觀霧山的土匪,除了人手一支嶄新錚亮的新式毛瑟步槍外,還有十幾挺馬克沁輕重機槍,幾門山炮。以及少數現在看來很原始、但在當時卻十分先進的衝鋒槍。
陳思米的手下,名為土匪,要論武器裝備和綜合戰鬥力,絕不是那些打著正義旗號的中小軍閥所能媲美的,
就是如今十方村的龍軍,任曉禹暫時也要自愧不如。
對於陳思米這樣一位極具傳奇色彩的土匪,任曉禹十分好奇。他早就希望有朝一日能見上一面,如果可能,最好能夠收歸己用,讓他們成為龍軍的一員。

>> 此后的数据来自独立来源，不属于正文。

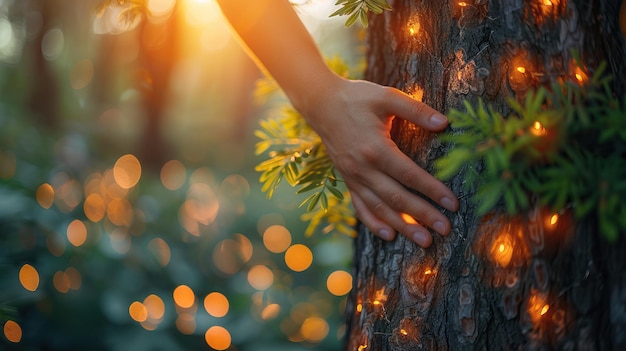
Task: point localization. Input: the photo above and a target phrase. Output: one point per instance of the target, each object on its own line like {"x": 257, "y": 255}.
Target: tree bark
{"x": 562, "y": 286}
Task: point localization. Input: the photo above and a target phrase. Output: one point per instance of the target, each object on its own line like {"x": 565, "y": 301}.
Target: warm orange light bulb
{"x": 554, "y": 219}
{"x": 502, "y": 250}
{"x": 538, "y": 129}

沒想到今天,在蓉都的一個普通茶館裡,任曉禹忽然聽到陳思米被捕的消息。這立刻引起了他的高度關注。
“潘駝背,你可不要打胡亂說。那觀霧山的陳思米,可不是一般的土匪。在雲楓縣,連縣上的防衛團一聽說陳思米的大名,都嚇得屁滾尿流。哪個軍閥有本事能把這樣的人抓住?”一個中年男子搖頭說道。
“就是。我聽說,去年一個加強團的正規部隊去圍剿觀霧山,結果連陳思米的影子都沒見到,還損失了好幾十人馬。這樣的悍匪,怎麽能說抓就被抓了呢?”一位留著山羊胡須的乾瘦老漢也表示了自己的懷疑。